Deuteronomium 33:8 Over Levi zei hij: Uw Tummim en Uw Urim zijn bij deze man, Uw gunsteling; U stelde hem op de proef in Massa, U riep hem ter verantwoording bij de wateren van Meriba.
Deuteronomium 33:9 Hij zei over zijn vader en moeder: Ik zie hen niet. Hij herkende zijn broers niet, en zijn zonen kende hij niet. Zij hielden namelijk Uw woord, en namen Uw verbond in acht.
Deuteronomium 33:10 Zij zullen Jakob Uw bepalingen leren en Israël Uw wet, zij zullen reukwerk voor Uw neus leggen, en een offer dat geheel verteerd wordt op Uw altaar.
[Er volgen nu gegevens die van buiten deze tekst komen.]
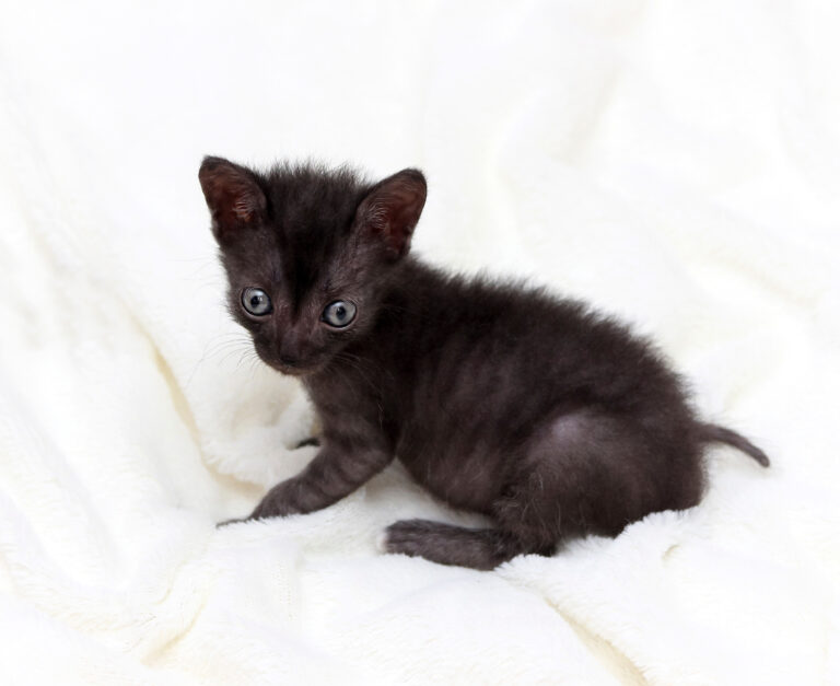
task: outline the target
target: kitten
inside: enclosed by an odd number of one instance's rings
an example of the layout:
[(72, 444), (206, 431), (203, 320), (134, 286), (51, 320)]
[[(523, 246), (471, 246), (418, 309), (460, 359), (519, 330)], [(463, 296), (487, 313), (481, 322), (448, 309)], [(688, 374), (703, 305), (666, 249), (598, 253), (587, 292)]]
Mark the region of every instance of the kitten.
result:
[(542, 290), (447, 275), (408, 255), (425, 179), (369, 184), (347, 168), (199, 171), (233, 317), (259, 357), (301, 379), (320, 449), (247, 519), (312, 512), (400, 460), (447, 503), (493, 526), (396, 522), (390, 553), (492, 569), (558, 544), (617, 535), (696, 505), (704, 423), (679, 377), (628, 328)]

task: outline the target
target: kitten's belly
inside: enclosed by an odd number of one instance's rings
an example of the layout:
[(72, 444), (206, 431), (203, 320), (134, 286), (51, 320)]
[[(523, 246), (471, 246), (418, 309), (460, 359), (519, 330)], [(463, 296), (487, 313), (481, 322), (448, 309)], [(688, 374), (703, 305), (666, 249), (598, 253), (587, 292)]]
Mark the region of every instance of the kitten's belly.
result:
[(502, 456), (488, 445), (467, 449), (443, 442), (406, 442), (399, 460), (419, 484), (441, 500), (456, 508), (489, 513), (505, 480)]

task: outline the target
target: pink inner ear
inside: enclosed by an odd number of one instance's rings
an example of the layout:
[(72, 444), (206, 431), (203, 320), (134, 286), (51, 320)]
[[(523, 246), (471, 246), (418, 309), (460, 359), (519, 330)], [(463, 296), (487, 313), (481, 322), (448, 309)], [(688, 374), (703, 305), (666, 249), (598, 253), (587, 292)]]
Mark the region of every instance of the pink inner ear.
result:
[(266, 197), (250, 173), (226, 160), (210, 158), (198, 173), (217, 232), (250, 222), (266, 209)]
[(411, 234), (425, 204), (425, 179), (404, 170), (381, 182), (362, 200), (358, 220), (384, 241), (394, 257), (408, 253)]

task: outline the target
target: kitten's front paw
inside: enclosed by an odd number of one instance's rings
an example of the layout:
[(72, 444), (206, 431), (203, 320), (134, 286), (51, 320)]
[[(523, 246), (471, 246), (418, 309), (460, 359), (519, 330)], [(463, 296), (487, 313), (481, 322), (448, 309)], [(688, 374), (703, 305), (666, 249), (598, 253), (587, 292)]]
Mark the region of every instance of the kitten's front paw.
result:
[(422, 556), (429, 542), (429, 523), (424, 520), (395, 522), (380, 534), (376, 545), (383, 553), (411, 557)]
[(248, 515), (248, 520), (267, 520), (272, 516), (299, 514), (292, 493), (285, 482), (275, 486)]
[(238, 524), (240, 522), (247, 522), (247, 518), (237, 518), (232, 520), (224, 520), (223, 522), (217, 522), (215, 527), (221, 528), (222, 526), (228, 526), (228, 524)]

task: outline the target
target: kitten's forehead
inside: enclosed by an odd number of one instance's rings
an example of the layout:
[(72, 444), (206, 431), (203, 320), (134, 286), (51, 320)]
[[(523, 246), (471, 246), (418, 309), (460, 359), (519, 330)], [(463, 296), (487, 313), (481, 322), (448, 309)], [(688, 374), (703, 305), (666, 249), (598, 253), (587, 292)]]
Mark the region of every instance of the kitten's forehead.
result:
[(266, 178), (280, 272), (295, 306), (329, 277), (369, 185), (348, 168), (276, 167)]

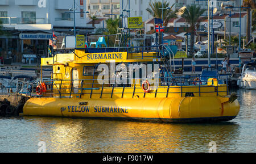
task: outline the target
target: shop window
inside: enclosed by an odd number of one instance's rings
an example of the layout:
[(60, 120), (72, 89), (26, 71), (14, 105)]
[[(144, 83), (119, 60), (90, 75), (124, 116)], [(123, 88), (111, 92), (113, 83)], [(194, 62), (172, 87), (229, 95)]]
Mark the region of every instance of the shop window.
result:
[(36, 12), (30, 11), (22, 11), (22, 23), (35, 24), (36, 20)]

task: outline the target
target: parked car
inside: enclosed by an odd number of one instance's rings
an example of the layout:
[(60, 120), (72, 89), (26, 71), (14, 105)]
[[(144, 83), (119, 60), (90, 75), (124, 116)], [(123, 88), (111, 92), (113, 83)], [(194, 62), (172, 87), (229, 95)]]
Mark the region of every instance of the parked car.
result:
[(195, 56), (199, 57), (201, 57), (203, 54), (207, 54), (207, 52), (206, 51), (197, 51), (197, 53), (196, 53), (195, 54)]

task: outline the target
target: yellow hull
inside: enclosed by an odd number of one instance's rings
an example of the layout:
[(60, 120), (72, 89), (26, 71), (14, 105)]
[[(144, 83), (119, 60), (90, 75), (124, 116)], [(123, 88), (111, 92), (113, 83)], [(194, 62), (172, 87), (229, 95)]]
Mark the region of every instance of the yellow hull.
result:
[(29, 99), (24, 116), (156, 120), (170, 122), (227, 121), (240, 111), (237, 100), (220, 96)]

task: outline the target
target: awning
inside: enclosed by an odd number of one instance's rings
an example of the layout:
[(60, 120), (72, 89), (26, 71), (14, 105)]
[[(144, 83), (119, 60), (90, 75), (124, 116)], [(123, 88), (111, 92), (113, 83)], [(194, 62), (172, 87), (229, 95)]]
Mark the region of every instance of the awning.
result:
[(36, 55), (34, 54), (23, 54), (22, 57), (23, 58), (37, 58)]

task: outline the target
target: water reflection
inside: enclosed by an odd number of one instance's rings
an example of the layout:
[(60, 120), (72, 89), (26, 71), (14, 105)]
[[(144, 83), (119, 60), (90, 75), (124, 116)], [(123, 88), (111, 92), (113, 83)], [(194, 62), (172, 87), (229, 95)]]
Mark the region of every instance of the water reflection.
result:
[[(240, 135), (235, 123), (166, 124), (126, 121), (31, 118), (50, 152), (207, 152), (215, 141), (233, 149)], [(229, 149), (228, 148), (228, 149)]]

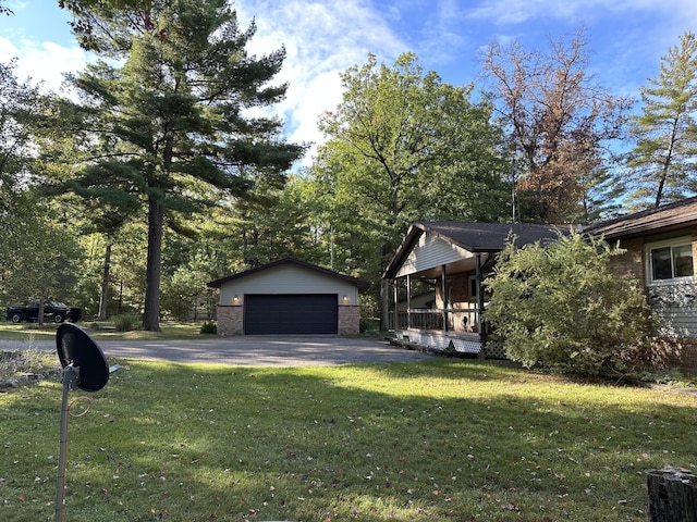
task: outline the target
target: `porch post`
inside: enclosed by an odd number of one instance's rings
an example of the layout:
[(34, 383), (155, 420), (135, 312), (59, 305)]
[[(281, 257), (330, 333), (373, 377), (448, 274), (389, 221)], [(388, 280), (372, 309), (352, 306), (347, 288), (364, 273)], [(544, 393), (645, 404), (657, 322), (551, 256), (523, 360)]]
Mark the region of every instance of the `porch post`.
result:
[(412, 327), (412, 274), (406, 274), (406, 330)]
[(441, 265), (441, 291), (442, 291), (442, 300), (443, 300), (443, 332), (448, 332), (448, 293), (445, 291), (448, 288), (448, 282), (445, 277), (448, 276), (445, 265)]
[(484, 341), (484, 293), (481, 291), (481, 254), (477, 254), (477, 264), (475, 268), (475, 279), (477, 281), (477, 330), (479, 332), (479, 340)]
[(398, 291), (398, 282), (400, 279), (394, 277), (392, 279), (392, 291), (394, 295), (394, 310), (393, 310), (393, 314), (394, 314), (394, 333), (396, 334), (396, 331), (400, 330), (400, 311), (398, 310), (399, 308), (399, 291)]

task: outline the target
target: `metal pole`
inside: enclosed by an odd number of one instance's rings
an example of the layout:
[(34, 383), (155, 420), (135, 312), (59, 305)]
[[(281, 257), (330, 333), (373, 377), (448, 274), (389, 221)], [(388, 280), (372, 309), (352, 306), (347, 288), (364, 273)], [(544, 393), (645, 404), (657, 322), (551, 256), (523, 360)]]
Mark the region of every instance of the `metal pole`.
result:
[(56, 517), (54, 522), (63, 522), (63, 501), (65, 500), (65, 463), (68, 459), (68, 395), (71, 388), (75, 388), (80, 382), (80, 366), (69, 364), (63, 369), (61, 383), (63, 384), (63, 400), (61, 406), (61, 434), (59, 437), (60, 450), (58, 457), (58, 480), (56, 484)]

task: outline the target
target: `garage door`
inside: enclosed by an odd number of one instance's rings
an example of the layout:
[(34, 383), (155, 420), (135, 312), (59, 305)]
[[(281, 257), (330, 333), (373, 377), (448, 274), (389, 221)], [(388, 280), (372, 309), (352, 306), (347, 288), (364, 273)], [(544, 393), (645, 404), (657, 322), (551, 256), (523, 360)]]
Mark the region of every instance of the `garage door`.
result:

Deuteronomium 33:11 Zegen zijn vermogen, HEERE, en wees het werk van zijn handen goedgezind; verbrijzel de heupen van wie tegen hem opstaan, en van hen die hem haten, zodat zij niet meer opstaan!
Deuteronomium 33:12 Over Benjamin zei hij: De door de HEERE beminde, hij zal onbezorgd bij Hem wonen. Hij zal hem heel de dag beschermen, en tussen Zijn schouders zal Hij wonen!
Deuteronomium 33:13 Over Jozef zei hij: Moge zijn land door de HEERE gezegend zijn, met het beste van de hemel, met dauw, en met het beste van de watervloed die beneden ligt;
Deuteronomium 33:14 met de beste opbrengst van de zon, en met het beste wat de maan voort­brengt;
Deuteronomium 33:15 met het voornaamste van de aloude bergen, en met het beste van de eeuwige heuvels;
Deuteronomium 33:16 met het beste van de aarde en haar volheid, en met de goedgunstigheid van Hem Die in de doornstruik woonde. Laat het komen op het hoofd van Jozef, ja, op de schedel van de gewijde onder zijn broers!
Deuteronomium 33:17 Hij heeft de pracht van de eerstgeborene van zijn rund, en zijn horens zijn horens van de wilde os; daarmee zal hij volken stoten, allemaal, tot aan de einden der aarde. Dit zijn de tienduizenden van Efraïm, en dit zijn de duizenden van Manasse!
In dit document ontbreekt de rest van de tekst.